We’ve all had that one particular annoying auntyji in our childhood, who kept comparing every achievement of ours with that ever-elusive Sharmaji ka beta / beti. If we scored 90%, Sharmaji’s progeny scored a 99%; if we won a state tournament, the young Sharma scion was made an international champion of some obscure sport, but yes, please take note: INTERNATIONAL CHAMPION!

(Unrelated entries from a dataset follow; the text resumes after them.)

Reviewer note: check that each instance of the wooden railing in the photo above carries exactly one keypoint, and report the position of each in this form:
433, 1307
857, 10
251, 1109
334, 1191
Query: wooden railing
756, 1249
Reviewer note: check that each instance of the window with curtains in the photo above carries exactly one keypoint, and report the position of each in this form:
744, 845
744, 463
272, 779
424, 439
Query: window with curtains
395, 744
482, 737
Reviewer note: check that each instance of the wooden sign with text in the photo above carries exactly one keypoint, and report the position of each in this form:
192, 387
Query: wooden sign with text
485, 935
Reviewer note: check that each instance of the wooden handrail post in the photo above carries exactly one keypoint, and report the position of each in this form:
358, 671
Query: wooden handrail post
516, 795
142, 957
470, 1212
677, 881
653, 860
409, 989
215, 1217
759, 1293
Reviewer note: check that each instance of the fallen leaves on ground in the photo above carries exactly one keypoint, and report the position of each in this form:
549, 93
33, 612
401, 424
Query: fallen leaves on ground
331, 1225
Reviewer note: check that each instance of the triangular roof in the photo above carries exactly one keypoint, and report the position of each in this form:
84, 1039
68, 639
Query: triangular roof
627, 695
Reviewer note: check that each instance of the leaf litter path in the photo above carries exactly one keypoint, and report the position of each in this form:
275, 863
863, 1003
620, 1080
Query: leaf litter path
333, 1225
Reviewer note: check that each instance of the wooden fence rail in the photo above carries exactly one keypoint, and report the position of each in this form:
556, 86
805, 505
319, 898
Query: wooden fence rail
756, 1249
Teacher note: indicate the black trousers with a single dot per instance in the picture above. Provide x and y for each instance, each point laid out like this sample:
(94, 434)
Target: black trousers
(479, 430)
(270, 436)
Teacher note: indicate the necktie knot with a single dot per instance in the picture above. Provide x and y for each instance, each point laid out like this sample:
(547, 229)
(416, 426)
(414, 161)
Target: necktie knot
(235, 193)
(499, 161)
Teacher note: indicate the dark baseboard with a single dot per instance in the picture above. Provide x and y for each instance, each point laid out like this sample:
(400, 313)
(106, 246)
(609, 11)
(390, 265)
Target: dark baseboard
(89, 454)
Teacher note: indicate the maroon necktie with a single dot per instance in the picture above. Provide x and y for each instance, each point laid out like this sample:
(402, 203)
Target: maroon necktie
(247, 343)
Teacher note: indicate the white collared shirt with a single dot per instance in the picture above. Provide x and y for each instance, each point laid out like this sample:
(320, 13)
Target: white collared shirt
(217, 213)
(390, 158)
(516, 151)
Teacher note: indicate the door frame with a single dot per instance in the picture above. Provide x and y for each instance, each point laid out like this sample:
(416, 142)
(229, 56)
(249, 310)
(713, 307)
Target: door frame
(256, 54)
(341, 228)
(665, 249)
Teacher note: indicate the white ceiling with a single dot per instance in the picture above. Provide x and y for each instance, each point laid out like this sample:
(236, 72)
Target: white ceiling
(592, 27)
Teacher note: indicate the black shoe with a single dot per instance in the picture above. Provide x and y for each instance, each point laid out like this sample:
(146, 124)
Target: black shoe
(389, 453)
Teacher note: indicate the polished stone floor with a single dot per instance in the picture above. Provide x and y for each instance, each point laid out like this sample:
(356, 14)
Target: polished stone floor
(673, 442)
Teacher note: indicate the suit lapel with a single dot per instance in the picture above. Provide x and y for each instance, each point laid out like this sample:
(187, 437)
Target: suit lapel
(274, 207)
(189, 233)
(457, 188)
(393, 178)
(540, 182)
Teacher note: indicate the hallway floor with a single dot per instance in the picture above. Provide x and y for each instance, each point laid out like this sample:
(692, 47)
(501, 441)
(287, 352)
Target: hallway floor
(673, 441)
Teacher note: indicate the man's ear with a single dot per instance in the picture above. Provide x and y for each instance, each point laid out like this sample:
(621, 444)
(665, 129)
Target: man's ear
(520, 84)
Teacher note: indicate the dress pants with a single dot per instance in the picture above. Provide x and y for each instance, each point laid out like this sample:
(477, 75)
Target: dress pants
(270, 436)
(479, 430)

This continued throughout our childhood, right into teenage, and then adulthood. Our school attendance, extracurricular performances, class of friends, colleges or universities we attended … nothing was spared. That annoying aunty, whom we often thought of as the Sharmas’ secret PR agent, had a field day particularly on the days when our 10th or 12th boards results were out. “Oh! So your daughter / son got into so-and-so university? Not bad … but you know, Sharmaji’s son got into so-and-so-better university. Plus, he’s getting a scholarship. Such a talented child …” she’d go on and on, singing praises while our parents’ faces were sapped of their smiles and pride. “You’ve got a job, really? Good for you! You know Sharmaji’s son is already handling the family business single-handedly, don’t you?” she would state while we grinded our teeth.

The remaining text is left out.